Student Use of  Epistemic Frames while Solving Problems
Epistemic frames describe one's “state of mind.” In the context of problem solving, it explains how students understand and respond to problems and decide which cognitive resources to access in solving them. Dr. Scott Franklin (Physics) oversees research into how epistemic frames manifest and are negotiated when students work collaboratively in groups. Frames are categorized according to a two-axis framework that includes Algorithmic Math, Conceptual Math, Algorithmic Physics, and Conceptual Physics. Student work is “mapped” onto these frames, and the sequence of frames and their transitions studied.

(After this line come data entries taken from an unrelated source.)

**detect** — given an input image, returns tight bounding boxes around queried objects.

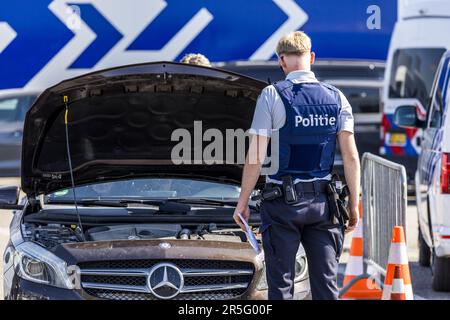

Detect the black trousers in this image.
[260,193,344,300]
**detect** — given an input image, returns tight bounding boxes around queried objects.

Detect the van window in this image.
[338,86,380,113]
[389,48,445,108]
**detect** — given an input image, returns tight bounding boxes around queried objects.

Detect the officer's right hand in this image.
[345,206,359,232]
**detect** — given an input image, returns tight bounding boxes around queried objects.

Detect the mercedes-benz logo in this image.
[147,263,184,299]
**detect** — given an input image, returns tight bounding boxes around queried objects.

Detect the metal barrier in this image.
[340,153,408,296]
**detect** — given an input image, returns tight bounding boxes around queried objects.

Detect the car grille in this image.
[78,259,254,300]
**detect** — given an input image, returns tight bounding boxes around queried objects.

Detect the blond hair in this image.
[276,31,311,57]
[180,53,211,67]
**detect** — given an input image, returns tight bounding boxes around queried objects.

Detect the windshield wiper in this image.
[47,198,254,208]
[47,199,127,208]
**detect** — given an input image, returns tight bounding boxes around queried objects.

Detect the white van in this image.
[394,51,450,291]
[380,0,450,182]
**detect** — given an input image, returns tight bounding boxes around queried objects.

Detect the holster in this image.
[327,182,349,227]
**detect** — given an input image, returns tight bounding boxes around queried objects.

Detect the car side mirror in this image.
[394,106,425,128]
[0,186,23,210]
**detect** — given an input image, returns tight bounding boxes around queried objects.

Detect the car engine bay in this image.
[22,223,247,249]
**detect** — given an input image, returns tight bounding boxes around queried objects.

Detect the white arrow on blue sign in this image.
[0,0,397,89]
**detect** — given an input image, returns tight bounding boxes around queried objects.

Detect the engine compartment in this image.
[22,222,247,249]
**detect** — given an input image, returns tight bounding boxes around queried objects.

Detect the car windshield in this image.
[0,96,36,122]
[46,178,240,202]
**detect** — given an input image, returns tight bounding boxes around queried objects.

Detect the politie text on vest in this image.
[295,114,336,127]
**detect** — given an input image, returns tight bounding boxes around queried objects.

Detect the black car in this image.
[0,90,39,177]
[0,62,310,300]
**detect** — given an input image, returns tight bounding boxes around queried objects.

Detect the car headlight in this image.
[14,241,79,289]
[256,248,308,290]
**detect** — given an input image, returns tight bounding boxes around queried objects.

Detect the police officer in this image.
[234,31,360,300]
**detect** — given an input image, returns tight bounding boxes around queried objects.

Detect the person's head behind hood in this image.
[180,53,211,67]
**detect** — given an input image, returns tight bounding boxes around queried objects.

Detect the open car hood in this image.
[22,62,266,196]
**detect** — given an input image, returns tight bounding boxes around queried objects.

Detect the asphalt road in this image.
[0,179,450,300]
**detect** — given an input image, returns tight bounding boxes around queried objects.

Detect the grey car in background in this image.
[0,90,40,177]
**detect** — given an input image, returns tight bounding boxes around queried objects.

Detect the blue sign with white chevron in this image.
[0,0,397,89]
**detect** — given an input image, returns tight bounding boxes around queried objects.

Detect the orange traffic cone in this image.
[382,226,414,300]
[391,266,406,300]
[342,201,382,300]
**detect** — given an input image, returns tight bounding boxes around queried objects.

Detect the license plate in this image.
[387,133,406,147]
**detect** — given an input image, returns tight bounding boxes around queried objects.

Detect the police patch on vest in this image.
[295,114,336,127]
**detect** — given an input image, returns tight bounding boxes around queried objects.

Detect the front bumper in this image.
[5,276,311,300]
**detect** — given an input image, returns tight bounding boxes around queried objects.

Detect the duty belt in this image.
[264,180,330,195]
[252,180,330,200]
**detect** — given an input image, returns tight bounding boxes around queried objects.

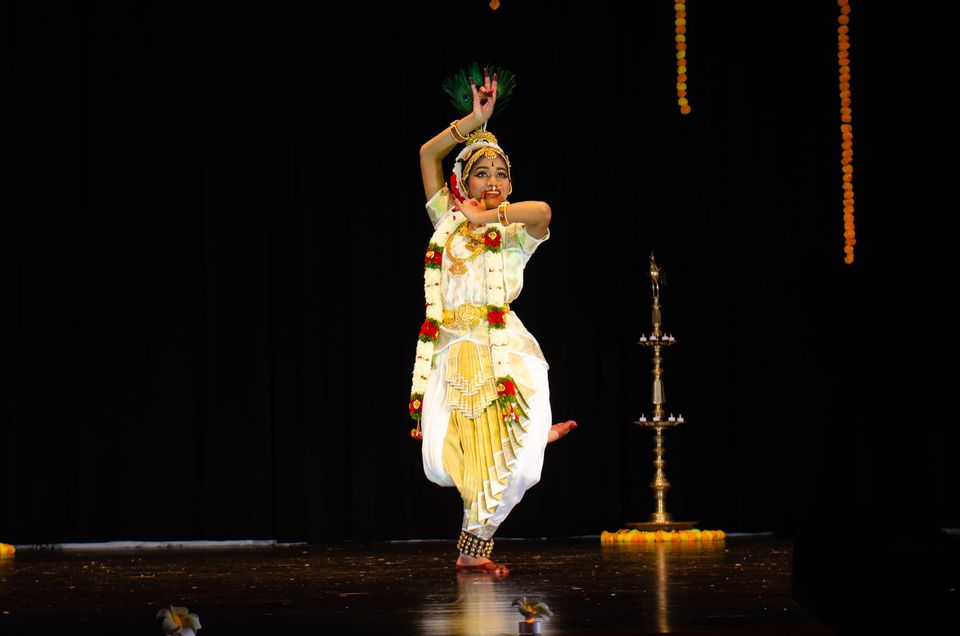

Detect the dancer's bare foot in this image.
[547,420,577,444]
[457,554,510,576]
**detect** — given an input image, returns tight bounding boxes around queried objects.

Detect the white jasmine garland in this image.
[409,212,525,438]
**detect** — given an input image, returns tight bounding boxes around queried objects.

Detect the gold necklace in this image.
[444,223,484,276]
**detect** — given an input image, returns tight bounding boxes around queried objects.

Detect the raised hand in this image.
[470,67,497,122]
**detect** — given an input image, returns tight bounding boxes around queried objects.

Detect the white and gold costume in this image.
[420,187,552,539]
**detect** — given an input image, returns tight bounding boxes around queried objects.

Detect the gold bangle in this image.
[497,201,510,225]
[450,119,467,144]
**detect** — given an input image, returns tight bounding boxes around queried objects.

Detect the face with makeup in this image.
[466,155,513,210]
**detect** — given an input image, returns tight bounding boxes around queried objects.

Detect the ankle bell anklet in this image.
[457,531,493,559]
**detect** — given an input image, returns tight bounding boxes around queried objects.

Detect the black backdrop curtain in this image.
[0,0,960,543]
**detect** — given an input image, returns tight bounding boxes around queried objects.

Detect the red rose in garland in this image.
[483,229,500,252]
[487,305,507,329]
[420,318,440,342]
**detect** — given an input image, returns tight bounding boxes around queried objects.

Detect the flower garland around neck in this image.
[409,202,527,439]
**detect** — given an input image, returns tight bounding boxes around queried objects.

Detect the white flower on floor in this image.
[157,605,200,636]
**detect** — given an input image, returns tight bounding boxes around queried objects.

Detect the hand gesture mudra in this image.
[470,67,497,122]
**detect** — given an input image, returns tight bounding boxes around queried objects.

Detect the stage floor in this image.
[0,535,833,636]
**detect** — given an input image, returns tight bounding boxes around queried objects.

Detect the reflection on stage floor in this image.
[0,535,832,636]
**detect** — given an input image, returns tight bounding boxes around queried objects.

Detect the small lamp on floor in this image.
[510,596,553,636]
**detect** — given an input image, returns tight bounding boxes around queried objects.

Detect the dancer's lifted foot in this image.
[457,554,510,576]
[547,420,577,444]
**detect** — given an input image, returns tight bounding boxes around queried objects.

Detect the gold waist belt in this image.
[443,303,510,331]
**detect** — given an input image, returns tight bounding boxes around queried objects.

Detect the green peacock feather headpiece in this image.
[442,62,517,115]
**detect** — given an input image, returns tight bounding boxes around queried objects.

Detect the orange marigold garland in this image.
[837,0,857,265]
[600,528,727,544]
[673,2,690,115]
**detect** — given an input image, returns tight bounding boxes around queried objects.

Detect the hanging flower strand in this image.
[673,2,690,115]
[837,0,857,265]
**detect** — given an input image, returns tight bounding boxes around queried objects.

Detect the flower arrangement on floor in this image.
[600,528,727,544]
[157,605,200,636]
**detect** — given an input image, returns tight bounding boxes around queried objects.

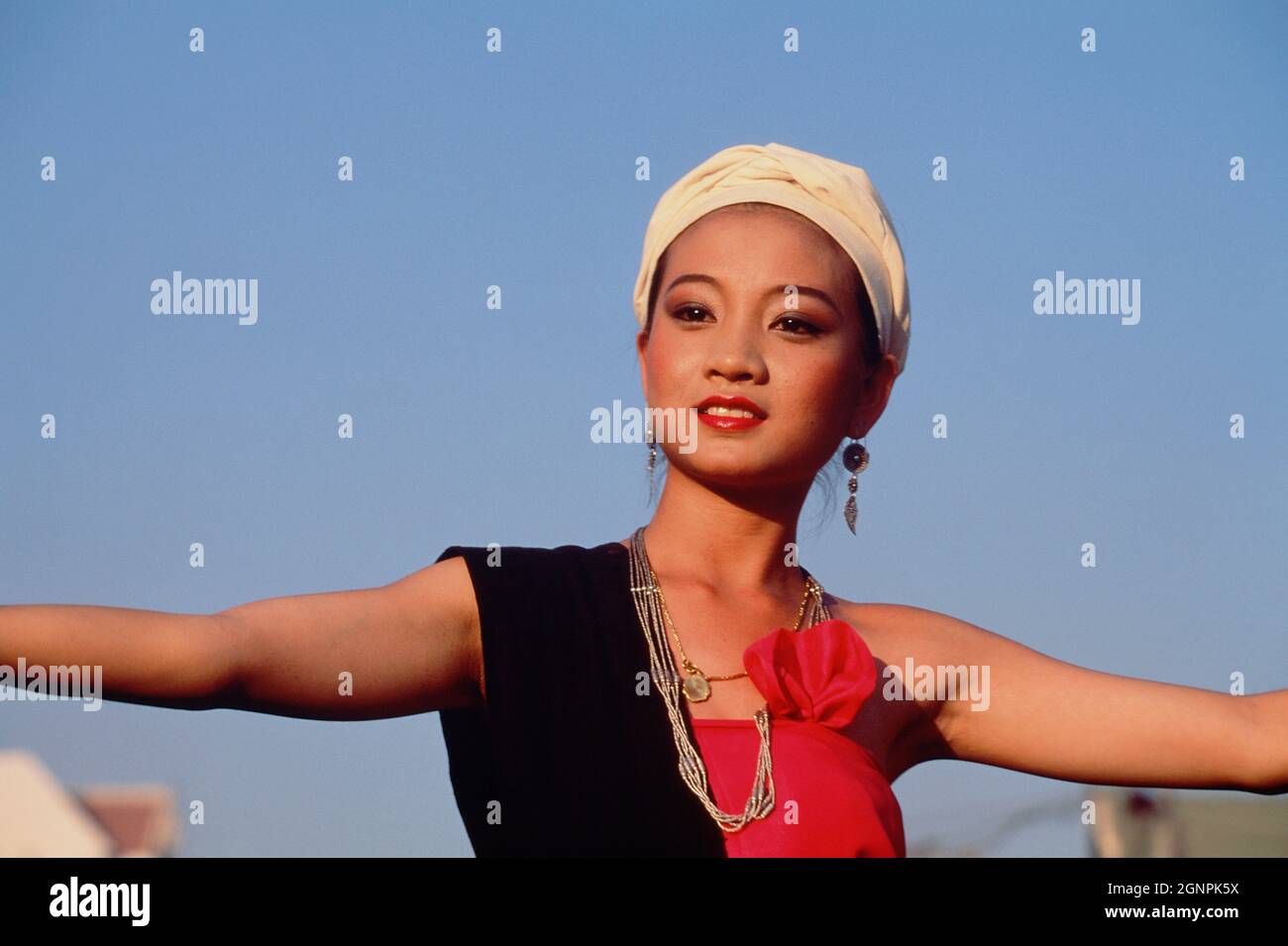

Engineering Education Research

Design Thinking and Spatial Visualization in Biomedical Engineering

Dr. Jennifer Bailey (Biomedical Engineering), who is a new project mentor, is developing hands-on laboratory activities that incorporate Design Thinking and Spatial Visualization (SV) skills into the Biomedical Engineering freshmen curriculum.  Design thinking and SV are aspects of modeling that represent important skills for engineers, and possibly all STEM students. Dr. Bailey’s project will allow REU students to help develop activities and assessment materials to measure the impact of introducing these skills early into the engineering curriculum and how these topics can be effectively intertwined.

STEM Education Research

Scientific Communication
Dr. Kelly Martin (Communications) has an interdisciplinary background in communication and rhetoric with a focus on visual communication and design. Current projects include creating empirical measures of design principles and visual proficiency. She also investigates discipline-specific communication competency and values in STEM centered fields. Related to this, another project investigates how faculty can better design presentation contexts for deaf and hard of hearing students as well as hearing students across any discipline.

Models of Student Success That Include Metacognitive Strategies

Dr. Scott Franklin (Physics) supervises research on undergraduate student metacognition, including accuracy of self-assessment, reflections on one’s own learning, and how students choose and design experimental investigations. The focus of this research is involves analyzing student artifacts of a class, Metacognitive Practice in Science, including student concept maps, lateral transfer maps, and guided reflections for evolving student sophistication and longitudinal analysis of student success to gauge the impact of explicit metacognitive instruction on student retention.

Dr. Franklin is also interested in a variety of STEM Education topics, including programmatic efforts at increasing diversity and inclusion, development of student disciplinary identity, institutional transformation and faculty engagement with diversity initiatives.